Sometimes we want to specify that a running time $$T(n)$$ is precisely quadratic up to constant factors (both upper bound and lower bound). We could do this by saying that $$T(n) = O(n^2)$$ and $$n^2 = O(T(n))$$, but rather than say both, mathematicians have devised yet another symbol, $$\Theta$$, to do the job.

Definition $$\PageIndex{13}$$

$\nonumber f = \Theta(g) \text{ iff } f = O(g) \text{ and } g = O(f).$

The statement $$f = \Theta(g)$$ can be paraphrased intuitively as “$$f$$ and $$g$$ are equal to within a constant factor.”

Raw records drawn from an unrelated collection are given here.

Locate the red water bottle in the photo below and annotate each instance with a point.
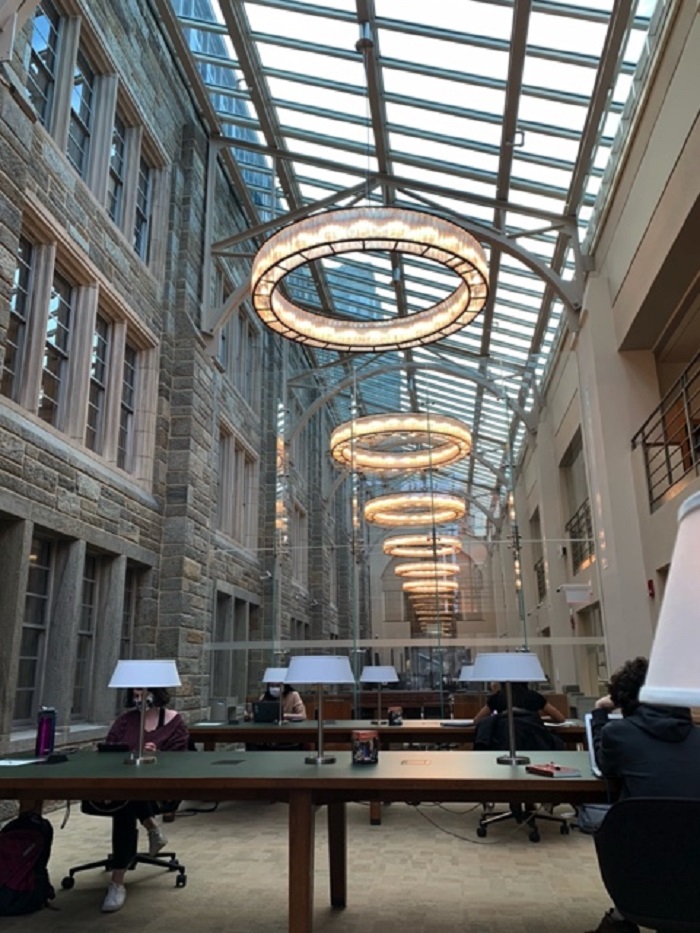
(45, 731)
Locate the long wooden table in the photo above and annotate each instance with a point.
(411, 776)
(418, 731)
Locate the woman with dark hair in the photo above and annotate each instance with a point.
(523, 699)
(164, 730)
(654, 751)
(292, 703)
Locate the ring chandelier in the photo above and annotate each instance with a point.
(427, 569)
(414, 508)
(369, 229)
(422, 545)
(430, 586)
(400, 441)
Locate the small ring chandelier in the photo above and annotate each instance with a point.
(400, 441)
(422, 545)
(426, 569)
(414, 508)
(365, 229)
(430, 586)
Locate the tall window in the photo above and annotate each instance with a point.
(117, 167)
(37, 608)
(56, 350)
(142, 222)
(42, 61)
(94, 432)
(19, 314)
(85, 640)
(80, 126)
(125, 443)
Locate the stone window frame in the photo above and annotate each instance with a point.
(111, 99)
(93, 296)
(238, 490)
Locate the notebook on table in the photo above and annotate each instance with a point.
(266, 711)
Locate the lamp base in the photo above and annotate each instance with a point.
(513, 760)
(320, 759)
(140, 760)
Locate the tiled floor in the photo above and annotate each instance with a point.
(423, 871)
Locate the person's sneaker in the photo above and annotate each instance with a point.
(156, 841)
(114, 898)
(610, 925)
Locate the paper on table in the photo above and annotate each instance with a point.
(13, 762)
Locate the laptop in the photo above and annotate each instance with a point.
(588, 721)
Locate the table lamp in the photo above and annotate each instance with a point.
(508, 668)
(143, 675)
(319, 670)
(673, 677)
(379, 674)
(276, 675)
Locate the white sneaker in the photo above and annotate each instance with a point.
(156, 841)
(114, 899)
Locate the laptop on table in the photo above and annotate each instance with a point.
(266, 711)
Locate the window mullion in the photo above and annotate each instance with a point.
(42, 283)
(74, 395)
(101, 135)
(63, 88)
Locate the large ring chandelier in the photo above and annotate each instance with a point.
(422, 545)
(400, 441)
(430, 586)
(414, 508)
(365, 229)
(426, 569)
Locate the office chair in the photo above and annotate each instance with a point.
(649, 861)
(167, 860)
(530, 735)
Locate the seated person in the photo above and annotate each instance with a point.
(653, 750)
(292, 703)
(165, 730)
(523, 699)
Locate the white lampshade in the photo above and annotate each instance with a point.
(508, 666)
(673, 678)
(379, 674)
(148, 673)
(319, 669)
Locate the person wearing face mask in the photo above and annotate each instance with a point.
(292, 704)
(165, 730)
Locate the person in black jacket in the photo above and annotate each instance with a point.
(654, 751)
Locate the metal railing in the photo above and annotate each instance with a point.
(580, 531)
(541, 579)
(670, 437)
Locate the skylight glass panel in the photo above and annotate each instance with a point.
(436, 53)
(315, 64)
(427, 87)
(290, 24)
(457, 153)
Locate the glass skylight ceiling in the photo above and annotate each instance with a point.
(471, 109)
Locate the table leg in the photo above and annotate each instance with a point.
(337, 853)
(301, 861)
(375, 813)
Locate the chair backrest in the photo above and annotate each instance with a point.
(649, 855)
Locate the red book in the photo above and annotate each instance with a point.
(553, 770)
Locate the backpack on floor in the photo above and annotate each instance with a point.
(25, 847)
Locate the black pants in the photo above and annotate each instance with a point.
(125, 830)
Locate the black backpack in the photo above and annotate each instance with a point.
(25, 847)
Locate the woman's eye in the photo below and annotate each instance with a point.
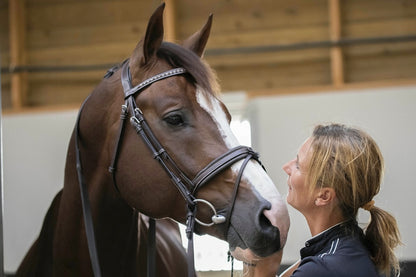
(174, 120)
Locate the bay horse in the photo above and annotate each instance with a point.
(171, 97)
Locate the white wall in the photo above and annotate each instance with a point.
(280, 125)
(34, 151)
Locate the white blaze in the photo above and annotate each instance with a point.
(253, 173)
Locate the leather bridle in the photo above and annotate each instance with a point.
(187, 187)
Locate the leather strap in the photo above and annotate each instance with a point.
(222, 162)
(86, 208)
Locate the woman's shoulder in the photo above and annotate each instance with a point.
(335, 266)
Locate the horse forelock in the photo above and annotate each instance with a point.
(200, 72)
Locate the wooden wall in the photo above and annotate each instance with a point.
(263, 47)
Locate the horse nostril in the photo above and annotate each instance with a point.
(264, 222)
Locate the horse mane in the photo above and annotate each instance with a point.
(201, 73)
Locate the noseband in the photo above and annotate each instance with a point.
(187, 187)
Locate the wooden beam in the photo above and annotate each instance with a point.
(337, 63)
(331, 88)
(17, 34)
(170, 21)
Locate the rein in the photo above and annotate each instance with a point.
(188, 188)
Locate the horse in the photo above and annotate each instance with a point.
(219, 188)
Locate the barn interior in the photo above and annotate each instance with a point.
(283, 67)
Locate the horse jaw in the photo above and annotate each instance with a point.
(253, 175)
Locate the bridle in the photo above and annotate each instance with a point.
(187, 187)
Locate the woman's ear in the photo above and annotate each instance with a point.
(325, 196)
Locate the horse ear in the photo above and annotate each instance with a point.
(154, 34)
(198, 41)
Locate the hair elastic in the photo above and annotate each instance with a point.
(369, 205)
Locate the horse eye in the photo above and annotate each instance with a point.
(175, 120)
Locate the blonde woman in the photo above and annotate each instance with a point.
(337, 171)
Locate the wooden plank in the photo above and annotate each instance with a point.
(17, 50)
(268, 58)
(273, 76)
(270, 37)
(331, 88)
(63, 14)
(377, 10)
(170, 19)
(381, 27)
(337, 64)
(237, 16)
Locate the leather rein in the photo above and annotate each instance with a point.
(187, 187)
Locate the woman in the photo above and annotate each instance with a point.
(337, 171)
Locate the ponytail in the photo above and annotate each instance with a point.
(381, 237)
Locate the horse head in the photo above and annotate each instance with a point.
(191, 124)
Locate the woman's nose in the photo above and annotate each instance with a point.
(286, 168)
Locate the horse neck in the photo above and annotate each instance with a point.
(115, 222)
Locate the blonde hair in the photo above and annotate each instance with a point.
(349, 161)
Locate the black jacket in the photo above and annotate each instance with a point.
(337, 252)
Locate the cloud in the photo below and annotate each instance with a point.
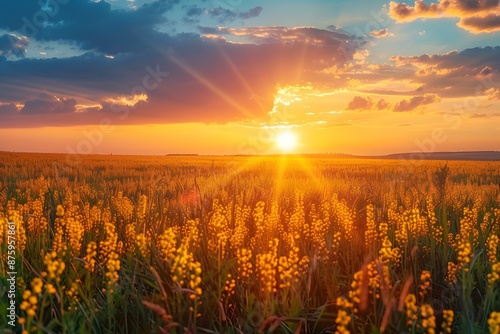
(206, 79)
(468, 72)
(475, 15)
(13, 45)
(415, 102)
(8, 108)
(366, 103)
(478, 24)
(222, 15)
(47, 104)
(381, 33)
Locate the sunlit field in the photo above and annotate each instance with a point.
(277, 244)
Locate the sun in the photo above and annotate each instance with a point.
(286, 141)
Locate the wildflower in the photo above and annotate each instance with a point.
(494, 322)
(447, 320)
(55, 267)
(428, 319)
(91, 253)
(411, 309)
(343, 318)
(425, 283)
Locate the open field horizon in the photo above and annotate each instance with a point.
(250, 166)
(231, 244)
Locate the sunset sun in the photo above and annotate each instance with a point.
(286, 141)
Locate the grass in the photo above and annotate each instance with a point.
(250, 244)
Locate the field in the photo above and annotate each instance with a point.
(277, 244)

The Theta notation allows us to highlight growth rates and suppress distracting factors and low-order terms. For example, if the running time of an algorithm is

$\nonumber T(n) = 10n^3 - 20n^2 + 1,$

then we can more simply write

$\nonumber T(n) = \Theta(n^3).$

In this case, we would say that $$T$$ is of order $$n^3$$ or that $$T(n)$$ grows cubically, which is often the main thing we really want to know. Another such example is

$\nonumber \pi^2 3^{x-7} + \dfrac{(2.7x^{113} + x^9 - 86)^4}{\sqrt{x}} - 1.08^{3x} = \Theta(3^x).$

Just knowing that the running time of an algorithm is $$\Theta(3^x)$$, for example, is useful, because if $$n$$ doubles we can predict that the running time will by and large8 increase by a factor of at most 8 for large $$n$$. In this way, Theta notation preserves information about the scalability of an algorithm or system. Scalability is, of course, a big issue in the design of algorithms and systems.

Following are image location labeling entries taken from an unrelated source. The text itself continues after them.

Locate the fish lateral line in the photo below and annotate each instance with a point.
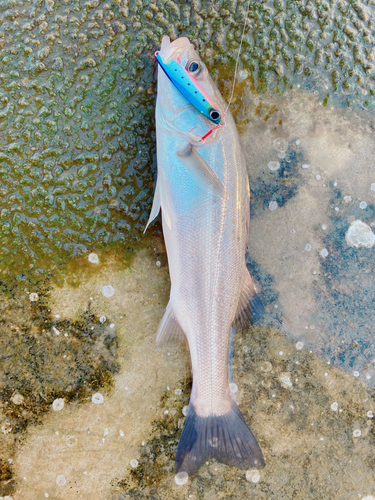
(190, 157)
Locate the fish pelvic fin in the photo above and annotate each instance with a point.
(169, 327)
(250, 308)
(190, 157)
(227, 438)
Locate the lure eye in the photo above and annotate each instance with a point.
(215, 115)
(194, 68)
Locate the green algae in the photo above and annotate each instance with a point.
(77, 93)
(46, 359)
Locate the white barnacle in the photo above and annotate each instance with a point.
(58, 404)
(253, 476)
(93, 258)
(360, 234)
(97, 398)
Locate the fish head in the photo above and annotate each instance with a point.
(174, 109)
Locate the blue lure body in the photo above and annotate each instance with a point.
(190, 89)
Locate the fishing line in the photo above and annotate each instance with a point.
(238, 57)
(222, 124)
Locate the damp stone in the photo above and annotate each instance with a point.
(33, 297)
(97, 398)
(360, 234)
(273, 165)
(181, 478)
(58, 404)
(252, 476)
(272, 205)
(93, 258)
(108, 291)
(60, 480)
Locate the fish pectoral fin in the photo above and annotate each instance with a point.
(249, 308)
(156, 204)
(160, 201)
(190, 157)
(169, 327)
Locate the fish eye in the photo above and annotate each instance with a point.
(194, 67)
(215, 115)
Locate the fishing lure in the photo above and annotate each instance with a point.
(190, 88)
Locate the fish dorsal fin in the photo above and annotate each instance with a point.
(169, 327)
(249, 308)
(160, 201)
(190, 157)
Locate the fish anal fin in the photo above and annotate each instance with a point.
(190, 157)
(169, 327)
(249, 308)
(227, 438)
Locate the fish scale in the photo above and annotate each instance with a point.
(202, 190)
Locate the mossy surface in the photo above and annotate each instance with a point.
(77, 96)
(43, 358)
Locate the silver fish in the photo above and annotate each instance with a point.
(203, 190)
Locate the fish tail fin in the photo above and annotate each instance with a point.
(227, 438)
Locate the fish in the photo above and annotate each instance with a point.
(202, 189)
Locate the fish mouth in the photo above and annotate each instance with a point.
(175, 49)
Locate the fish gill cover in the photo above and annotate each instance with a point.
(77, 93)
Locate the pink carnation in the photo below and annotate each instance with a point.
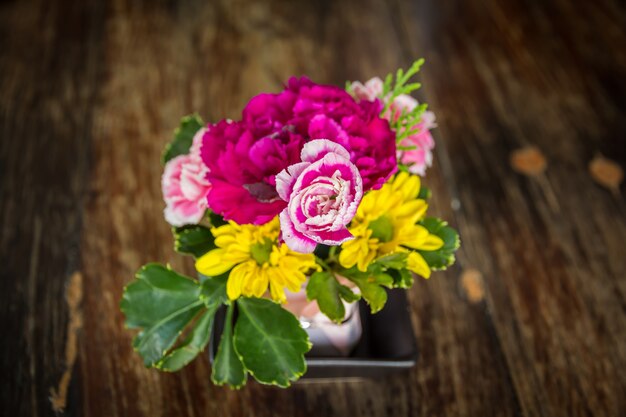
(372, 89)
(243, 167)
(323, 193)
(329, 112)
(244, 157)
(185, 187)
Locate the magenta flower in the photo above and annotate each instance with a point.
(244, 157)
(329, 112)
(185, 187)
(421, 156)
(324, 192)
(243, 168)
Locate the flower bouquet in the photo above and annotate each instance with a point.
(317, 191)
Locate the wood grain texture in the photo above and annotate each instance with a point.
(91, 91)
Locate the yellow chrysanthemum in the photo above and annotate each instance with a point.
(385, 224)
(257, 261)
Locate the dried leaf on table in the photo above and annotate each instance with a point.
(528, 161)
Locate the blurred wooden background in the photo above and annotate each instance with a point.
(530, 322)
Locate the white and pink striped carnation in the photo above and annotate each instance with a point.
(323, 193)
(185, 186)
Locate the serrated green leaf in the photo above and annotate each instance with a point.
(444, 256)
(328, 292)
(195, 343)
(216, 220)
(227, 367)
(402, 278)
(162, 303)
(395, 260)
(194, 240)
(183, 137)
(270, 342)
(213, 290)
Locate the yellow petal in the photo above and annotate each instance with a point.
(416, 263)
(213, 263)
(236, 281)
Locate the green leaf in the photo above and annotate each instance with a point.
(270, 342)
(324, 287)
(444, 256)
(227, 367)
(402, 278)
(370, 283)
(162, 303)
(216, 220)
(395, 260)
(194, 240)
(183, 137)
(195, 343)
(213, 292)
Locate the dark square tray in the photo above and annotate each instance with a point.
(387, 344)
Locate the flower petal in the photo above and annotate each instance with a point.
(316, 149)
(294, 239)
(212, 263)
(287, 178)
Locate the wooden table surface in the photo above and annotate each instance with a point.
(531, 321)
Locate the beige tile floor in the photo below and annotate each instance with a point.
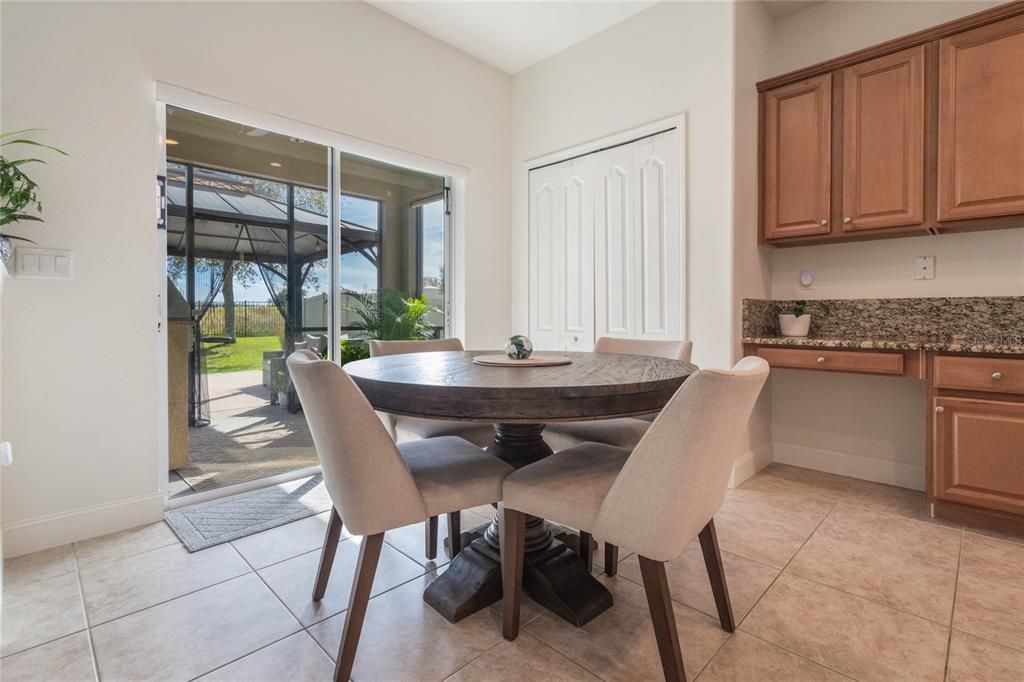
(832, 580)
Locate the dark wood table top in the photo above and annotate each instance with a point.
(449, 385)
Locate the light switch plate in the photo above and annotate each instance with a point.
(925, 268)
(43, 263)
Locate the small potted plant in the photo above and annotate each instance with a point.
(799, 322)
(17, 190)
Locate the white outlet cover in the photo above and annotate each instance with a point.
(925, 268)
(43, 263)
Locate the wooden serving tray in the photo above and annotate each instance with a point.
(532, 360)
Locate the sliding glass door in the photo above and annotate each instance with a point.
(391, 255)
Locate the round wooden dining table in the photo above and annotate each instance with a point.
(519, 401)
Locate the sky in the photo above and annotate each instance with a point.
(356, 272)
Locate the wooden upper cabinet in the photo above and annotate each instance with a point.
(798, 159)
(981, 122)
(884, 141)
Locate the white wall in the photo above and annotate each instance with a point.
(871, 426)
(80, 360)
(674, 57)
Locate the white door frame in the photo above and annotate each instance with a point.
(456, 177)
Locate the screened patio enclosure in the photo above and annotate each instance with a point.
(219, 222)
(275, 244)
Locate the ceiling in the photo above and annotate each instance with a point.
(514, 35)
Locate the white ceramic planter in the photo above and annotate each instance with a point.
(794, 326)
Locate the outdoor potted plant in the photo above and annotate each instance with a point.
(17, 190)
(798, 323)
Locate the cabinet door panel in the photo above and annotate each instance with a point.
(798, 159)
(578, 276)
(545, 258)
(981, 122)
(613, 242)
(979, 457)
(658, 238)
(884, 141)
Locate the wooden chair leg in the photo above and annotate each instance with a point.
(610, 559)
(431, 538)
(511, 538)
(655, 584)
(327, 554)
(455, 534)
(366, 567)
(716, 572)
(587, 550)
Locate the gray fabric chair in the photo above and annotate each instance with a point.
(624, 432)
(412, 428)
(653, 501)
(377, 485)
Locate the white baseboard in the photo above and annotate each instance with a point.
(53, 529)
(847, 464)
(749, 464)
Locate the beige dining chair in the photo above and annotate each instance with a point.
(376, 484)
(625, 431)
(653, 501)
(414, 428)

## Pitfalls with Asymptotic Notation

There is a long list of ways to make mistakes with asymptotic notation. This section presents some of the ways that big O notation can lead to trouble. With minimal effort, you can cause just as much chaos with the other symbols.

The Exponential Fiasco

Sometimes relationships involving big O are not so obvious. For example, one might guess that $$4^x = O(2^x)$$ since 4 is only a constant factor larger than 2. This reasoning is incorrect, however; $$4^x$$ actually grows as the square of $$2^x$$.

Constant Confusion

Every constant is $$O(1)$$. For example, $$17 = O(1)$$. This is true because if we let $$f(x) = 17$$ and $$g(x) = 1$$, then there exists a $$c>0$$ and an $$x_0$$ such that $$|f(x)| \leq cg(x)$$. In particular, we could choose $$c = 17$$ and $$x_0 = 1$$, since $$|17| \leq 17 \cdot 1$$ for all $$x \geq 1$$. We can construct a false theorem that exploits this fact.

False Theorem 13.7.14.

$\nonumber \sum_{i=1}^{n} i = O(n)$

Bogus proof. Define $$f(n) = \sum_{i=1}^{n} i = 1 + 2 + 3 + \cdots + n$$. Since we have shown that every constant $$i$$ is $$O(1)$$, $$f(n) = O(1) + O(1) + \cdots + O(1) = O(n). \quad \blacksquare$$

Of course in reality $$\sum_{i=1}^{n} i = n(n+1)/2 \neq O(n).$$

The error stems from confusion over what is meant in the statement $$i = O(1)$$. For any constant $$i \in \mathbb{N}$$ it is true that $$i = O(1)$$. More precisely, if $$f$$ is any constant function, then $$f = O(1)$$. But in this False Theorem, $$i$$ is not constant—it ranges over a set of values $$0, 1, \ldots, n$$ that depends on $$n$$.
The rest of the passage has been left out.